Sicurezza alimentare. Italia al top per sistema segnalazioni rischi. Inviato da noi il 16,3% di tutti gli allarmi europei. I più “segnalati”: prodotti cinesi, turchi e indiani

Sicurezza alimentare. Italia al top per sistema segnalazioni rischi. Inviato da noi il 16,3% di tutti gli allarmi europei. I più “segnalati”: prodotti cinesi, turchi e indiani

Sicurezza alimentare. Italia al top per sistema segnalazioni rischi. Inviato da noi il 16,3% di tutti gli allarmi europei. I più “segnalati”: prodotti cinesi, turchi e indiani
Il Paese maggiormente soggetto a notifica risulta essere la Cina (469), seguita da Turchia ed India. Tra i contaminanti microbiologici, un elevato numero di notifiche hanno riguardato il riscontro della Salmonella (476 segnalazioni), seguita da E. coli e Listeria monocytogenes con, rispettivamente, 122 e 98 notifiche. I dati del Rapporto sul sistema di allerta europeo.

Salmonella, Listeria monocytogenes, E.coli, sono molti i pericoli per la salute che si possono nascondere nel cibo. Per questo l’efficienza dei sistema di allerta è fondamentale per garantire la tutela della popolazione. A fare il punto su quello europeo è la relazione pubblicata oggi dal ministero della Salute, da cui emerge che complessivamente, nel 2014 si sono avute 3097 notifiche contro le 3136 dell’anno precedente. Nel 2012 le notifiche trasmesse attraverso il RASFF sono state 3436, e nel 2011, 3721. Si evidenzia, quindi, una diminuzione rispetto ai precedenti anni.
 
L’Italia è risultato essere il primo Paese membro per numero di segnalazioni inviate alla Commissione Europea, dimostrando, come negli anni passati, una intensa attività di controllo sul territorio nazionale, con un totale di 506 notifiche (pari al 16.3 %), mentre nel 2013 le notifiche trasmesse dall’Italia erano 534 (pari al 17%).
 
In particolare, sono pervenute:
– 137 segnalazioni da parte degli Assessorati alla Sanità, ASL e Comando Carabinieri per la tutela della Salute;
– 369 segnalazioni da parte degli Uffici periferici del Ministero della Salute (USMAF, UVAC e PIF).
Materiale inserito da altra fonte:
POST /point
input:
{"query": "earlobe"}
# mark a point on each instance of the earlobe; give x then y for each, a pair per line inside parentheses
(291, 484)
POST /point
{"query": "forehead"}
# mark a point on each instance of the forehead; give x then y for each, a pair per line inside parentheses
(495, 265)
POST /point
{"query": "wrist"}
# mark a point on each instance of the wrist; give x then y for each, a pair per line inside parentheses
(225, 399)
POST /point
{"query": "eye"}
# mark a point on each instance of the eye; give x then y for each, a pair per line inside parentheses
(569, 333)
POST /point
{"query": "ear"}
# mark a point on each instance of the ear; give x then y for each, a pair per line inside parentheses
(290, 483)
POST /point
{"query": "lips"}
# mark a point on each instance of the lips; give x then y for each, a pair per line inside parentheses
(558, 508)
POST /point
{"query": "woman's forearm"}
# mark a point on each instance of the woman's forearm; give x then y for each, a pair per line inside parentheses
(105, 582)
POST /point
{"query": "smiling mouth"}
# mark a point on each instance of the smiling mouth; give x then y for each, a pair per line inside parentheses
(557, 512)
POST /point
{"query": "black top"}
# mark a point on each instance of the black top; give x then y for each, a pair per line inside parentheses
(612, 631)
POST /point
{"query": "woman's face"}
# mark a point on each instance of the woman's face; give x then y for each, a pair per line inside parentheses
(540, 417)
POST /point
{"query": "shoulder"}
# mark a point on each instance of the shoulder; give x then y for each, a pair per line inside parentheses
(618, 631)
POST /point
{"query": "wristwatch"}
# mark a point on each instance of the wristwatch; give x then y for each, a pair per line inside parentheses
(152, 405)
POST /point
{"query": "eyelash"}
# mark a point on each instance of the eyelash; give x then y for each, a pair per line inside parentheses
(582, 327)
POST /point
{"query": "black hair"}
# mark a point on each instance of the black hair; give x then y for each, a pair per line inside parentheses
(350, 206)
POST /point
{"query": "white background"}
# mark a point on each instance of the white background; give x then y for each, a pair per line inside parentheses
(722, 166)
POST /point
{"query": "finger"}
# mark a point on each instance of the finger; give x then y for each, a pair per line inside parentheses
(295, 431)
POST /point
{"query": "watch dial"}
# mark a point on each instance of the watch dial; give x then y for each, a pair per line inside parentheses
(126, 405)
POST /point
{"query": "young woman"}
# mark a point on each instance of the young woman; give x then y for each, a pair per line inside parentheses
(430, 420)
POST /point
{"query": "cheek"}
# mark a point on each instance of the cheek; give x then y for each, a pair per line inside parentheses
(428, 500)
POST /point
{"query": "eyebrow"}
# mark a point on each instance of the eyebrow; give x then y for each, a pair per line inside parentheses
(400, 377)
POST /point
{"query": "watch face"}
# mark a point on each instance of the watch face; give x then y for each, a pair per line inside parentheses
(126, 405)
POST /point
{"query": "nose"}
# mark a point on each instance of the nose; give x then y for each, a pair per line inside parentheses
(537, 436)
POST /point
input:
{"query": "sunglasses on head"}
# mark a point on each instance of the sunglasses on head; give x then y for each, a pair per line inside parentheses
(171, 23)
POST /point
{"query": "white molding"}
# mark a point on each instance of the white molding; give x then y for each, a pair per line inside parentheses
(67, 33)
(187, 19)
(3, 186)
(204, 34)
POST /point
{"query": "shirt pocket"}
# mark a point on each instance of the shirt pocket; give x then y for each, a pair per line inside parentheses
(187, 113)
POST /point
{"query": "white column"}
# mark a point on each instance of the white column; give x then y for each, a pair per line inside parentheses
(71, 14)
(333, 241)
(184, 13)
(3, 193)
Tra i contaminanti microbiologici, un elevato numero di notifiche hanno riguardato il riscontro della Salmonella (476 segnalazioni), seguita da E. coli e Listeria monocytogenes, con 122 e 98 notifiche rispettivamente.

I contaminanti chimici più frequentemente notificati attraverso il RASFF sono i residui di fitofarmaci, seguiti dalle micotossine e da metalli pesanti. Ancora numerose risultano le notifiche riguardanti la presenza di sostanze allergeniche non dichiarate in etichetta (78) con andamento stazionario rispetto all’anno precedente.
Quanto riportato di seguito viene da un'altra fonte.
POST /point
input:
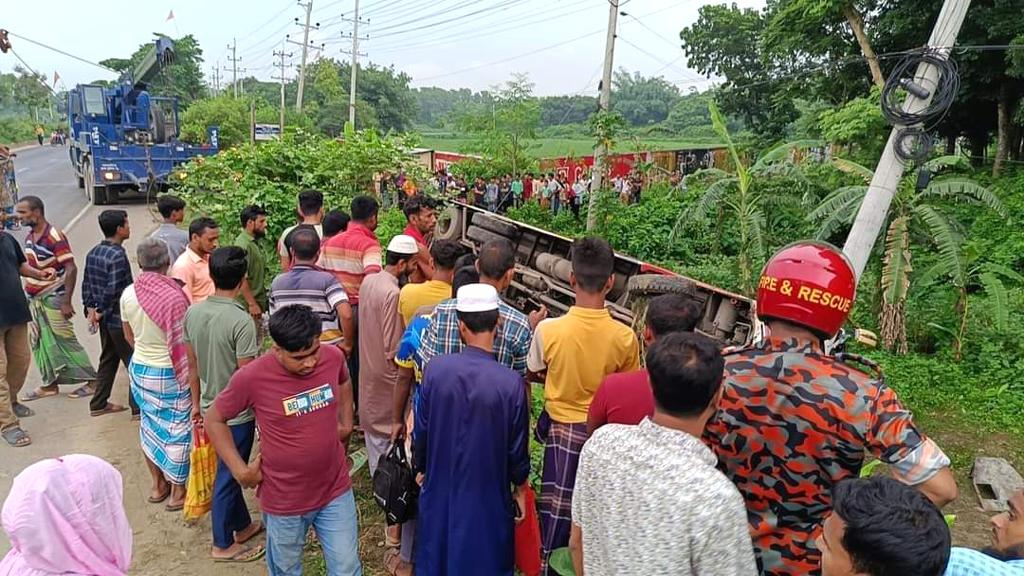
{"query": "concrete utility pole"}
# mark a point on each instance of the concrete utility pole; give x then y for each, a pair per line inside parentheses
(235, 66)
(305, 50)
(282, 55)
(604, 103)
(887, 176)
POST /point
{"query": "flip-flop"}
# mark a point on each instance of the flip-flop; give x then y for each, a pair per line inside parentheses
(16, 438)
(82, 392)
(38, 394)
(111, 409)
(166, 495)
(247, 553)
(254, 534)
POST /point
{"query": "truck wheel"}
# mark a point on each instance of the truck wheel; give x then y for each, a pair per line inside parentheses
(655, 284)
(486, 221)
(449, 223)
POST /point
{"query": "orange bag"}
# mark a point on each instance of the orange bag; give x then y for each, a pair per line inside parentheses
(527, 538)
(202, 471)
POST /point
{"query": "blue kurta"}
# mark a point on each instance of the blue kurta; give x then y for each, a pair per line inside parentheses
(471, 445)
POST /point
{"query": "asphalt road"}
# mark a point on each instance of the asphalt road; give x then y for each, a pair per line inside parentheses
(45, 171)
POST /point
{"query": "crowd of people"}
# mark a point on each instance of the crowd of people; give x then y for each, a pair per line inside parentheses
(701, 461)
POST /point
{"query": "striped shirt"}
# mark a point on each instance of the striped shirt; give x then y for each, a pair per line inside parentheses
(316, 289)
(50, 250)
(350, 256)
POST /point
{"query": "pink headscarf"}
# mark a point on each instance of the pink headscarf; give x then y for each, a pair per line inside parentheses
(66, 516)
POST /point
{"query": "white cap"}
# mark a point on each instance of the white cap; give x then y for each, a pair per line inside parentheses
(402, 244)
(476, 297)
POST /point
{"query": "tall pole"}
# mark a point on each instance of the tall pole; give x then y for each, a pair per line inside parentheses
(875, 208)
(305, 50)
(355, 56)
(604, 101)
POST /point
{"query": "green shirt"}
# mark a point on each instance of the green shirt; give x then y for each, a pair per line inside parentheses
(220, 332)
(257, 270)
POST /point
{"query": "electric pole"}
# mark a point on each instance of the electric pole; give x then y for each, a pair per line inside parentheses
(305, 49)
(235, 66)
(354, 62)
(604, 103)
(282, 55)
(875, 208)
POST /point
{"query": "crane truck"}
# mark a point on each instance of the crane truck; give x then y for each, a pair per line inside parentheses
(123, 138)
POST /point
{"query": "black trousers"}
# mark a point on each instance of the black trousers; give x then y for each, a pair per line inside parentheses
(114, 350)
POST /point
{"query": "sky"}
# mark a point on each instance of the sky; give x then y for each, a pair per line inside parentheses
(476, 44)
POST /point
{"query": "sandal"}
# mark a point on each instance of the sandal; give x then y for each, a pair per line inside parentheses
(247, 553)
(83, 392)
(39, 394)
(16, 438)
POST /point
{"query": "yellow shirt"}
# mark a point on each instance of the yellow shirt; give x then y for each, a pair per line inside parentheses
(428, 293)
(579, 350)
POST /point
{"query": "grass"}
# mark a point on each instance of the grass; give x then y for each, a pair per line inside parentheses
(549, 148)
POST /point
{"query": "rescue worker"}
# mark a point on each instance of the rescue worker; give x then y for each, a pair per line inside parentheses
(794, 422)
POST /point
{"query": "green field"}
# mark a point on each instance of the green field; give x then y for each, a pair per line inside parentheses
(549, 148)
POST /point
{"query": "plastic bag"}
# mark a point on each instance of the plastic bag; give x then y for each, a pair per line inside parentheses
(202, 471)
(394, 486)
(527, 538)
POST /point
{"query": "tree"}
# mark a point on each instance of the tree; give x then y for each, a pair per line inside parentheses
(183, 78)
(507, 128)
(967, 274)
(913, 217)
(741, 197)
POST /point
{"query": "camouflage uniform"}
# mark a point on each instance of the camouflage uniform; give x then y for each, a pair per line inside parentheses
(794, 422)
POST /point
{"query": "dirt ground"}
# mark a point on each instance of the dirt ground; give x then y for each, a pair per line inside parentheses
(164, 544)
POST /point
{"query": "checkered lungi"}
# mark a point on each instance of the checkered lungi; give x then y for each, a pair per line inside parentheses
(561, 456)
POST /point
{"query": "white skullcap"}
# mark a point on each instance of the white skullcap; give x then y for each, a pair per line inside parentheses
(402, 244)
(476, 297)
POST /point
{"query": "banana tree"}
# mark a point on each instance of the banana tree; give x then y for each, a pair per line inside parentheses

Per quanto riguarda l’origine, invece, i prodotti nazionali irregolari sono stati 89, contro le 97 segnalazioni dell’anno scorso. Il Paese maggiormente soggetto a notifica risulta essere la Cina (469), seguita da Turchia ed India.

Come era stato evidenziato negli ultimi anni, molte delle non conformità rilevate sono da ricondurre prevalentemente ad una non corretta applicazione dei sistemi di autocontrollo da parte degli operatori del settore alimentare (OSA). A tal fine è indispensabile che gli Operatori rinforzino i propri piani di autocontrollo, mentre le autorità territorialmente competenti, nel corso delle loro attività di controllo, dovrebbero utilizzare in modo più efficace lo strumento dell’audit.